For a fixed j, we suppose that the observed value of \(X_{t_{j+1}}\) is missing. Thus, we denote the forecast value of \(X_{t_{j+1}}\) as \(\hat{X}_{t_{j+1}}\). According to (10) and (11), we may obtain the j-th observations of \({\varvec{\eta }}\) as

$$\begin{aligned} {\varvec{\eta }}_j=\left( \frac{p_0(x_{t_j})}{x_{t_j}},\frac{p_1(x_{t_j})}{x_{t_j}},\ldots ,\frac{p_K(x_{t_j})}{x_{t_j}} \right) \end{aligned}$$

and the j-th observations of y as

$$\begin{aligned} y_j=\frac{\hat{X}_{t_{j+1}}-x_{t_j}}{x_{t_j}(t_{j+1}-t_j)}. \end{aligned}$$

Substituting \({\varvec{\eta }}={\varvec{\eta }}_j\) and \(\hat{y}=y_j\) into (27), we have the forecast value of \(X_{t_{j+1}}\) as

$$\begin{aligned} \hat{X}_{t_{j+1}}=x_{t_j}+\left( \sum ^{K^*}_{i=0}{c_i^*}p_i(x_{t_j}) \right) (t_{j+1}-t_j). \end{aligned}$$
(29)

Substituting \({\varvec{\eta }}={\varvec{\eta }}_j\) and \(\hat{y}=y_j\) into (28), we have the \(\gamma \)-confidence interval of \(X_{t_{j+1}}\) as

$$\begin{aligned} \left[ \hat{X}_{t_{j+1}}-x_{t_j}(t_{j+1}-t_j)\frac{\sigma ^*\sqrt{3}}{\pi }\ln \frac{1+\gamma }{1-\gamma },\hat{X}_{t_{j+1}}+x_{t_j}(t_{j+1}-t_j)\frac{\sigma ^*\sqrt{3}}{\pi }\ln \frac{1+\gamma }{1-\gamma } \right] . \end{aligned}$$
(30)

With (29), we have the forecast values of \(X_{t_2}\) and \(X_{t_{17}}\) as \(\hat{X}_{t_2}=0.7763\) and \(\hat{X}_{t_{17}}=0.7878\), respectively. Then with (30), we have the \(95\%\)-confidence interval of \(X_{t_2}\) and \(X_{t_{17}}\) as [0.7673, 0.7853] and [0.7786, 0.7970], respectively.

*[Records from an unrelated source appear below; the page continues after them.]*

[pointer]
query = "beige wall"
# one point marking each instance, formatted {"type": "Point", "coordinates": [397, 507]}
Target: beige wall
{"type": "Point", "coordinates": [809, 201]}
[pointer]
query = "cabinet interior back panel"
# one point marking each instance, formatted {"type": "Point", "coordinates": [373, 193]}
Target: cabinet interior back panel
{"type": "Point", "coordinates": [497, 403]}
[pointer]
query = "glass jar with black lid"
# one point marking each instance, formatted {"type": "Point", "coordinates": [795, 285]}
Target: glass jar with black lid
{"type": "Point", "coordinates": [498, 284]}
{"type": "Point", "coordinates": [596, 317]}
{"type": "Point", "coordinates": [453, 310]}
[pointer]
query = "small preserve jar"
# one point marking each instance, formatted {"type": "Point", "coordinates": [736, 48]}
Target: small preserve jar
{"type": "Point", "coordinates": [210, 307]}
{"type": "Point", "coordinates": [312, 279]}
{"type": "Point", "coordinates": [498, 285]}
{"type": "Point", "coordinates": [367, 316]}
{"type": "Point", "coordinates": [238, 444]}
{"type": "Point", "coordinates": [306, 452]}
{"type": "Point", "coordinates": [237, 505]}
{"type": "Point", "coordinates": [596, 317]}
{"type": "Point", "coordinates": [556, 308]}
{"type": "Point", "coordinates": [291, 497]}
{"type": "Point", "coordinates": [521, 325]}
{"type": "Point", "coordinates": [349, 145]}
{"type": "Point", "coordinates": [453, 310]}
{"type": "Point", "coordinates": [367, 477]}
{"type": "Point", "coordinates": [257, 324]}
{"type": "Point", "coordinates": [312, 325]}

Restoring the processed data to the original data, we have the forecast value of the lost data in March 2018 as 408.52 with \(95\%\)-confidence interval [403.77, 413.27] and the forecast value of the lost data in June 2019 as 414.57 with \(95\%\)-confidence interval [409.74, 419.39]. Referring to Table 7, we may clearly see that the actual value in March 2018 is 409.59 which is in the interval [403.77, 413.27] and the actual value in June 2019 is 414.16 which is in the interval [409.74, 419.39]. Thus we claim that model (26) may complete the lost data well.

In general, the estimated model obtained by nonparametric estimation may properly fit the observations and complete the lost data. Thus we claim that our method of nonparametric estimation is effective for this atmospheric carbon dioxide model.

6 Conclusion

In this paper, we proposed a method of nonparametric estimation for autonomous uncertain differential equations. An algorithm was introduced and illustrated with three numerical examples. With the help of residuals and uncertain hypothesis test, we proved that the estimated uncertain differential equations may fit their observations well. Finally, we applied the nonparametric estimation into the atmospheric carbon dioxide problem. With the data of monthly mean atmospheric carbon dioxide from February 2018 to September 2022, we obtained an uncertain differential equation based model by using the method of nonparametric estimation. Then, the model was proved to be an applicable fit to the observations and an effective tool to complete the lost data. In the future, we will further research on the method of nonparametric estimation for nonautonomous uncertain differential equations whose variations of the current states are directly affected by both the states and the time.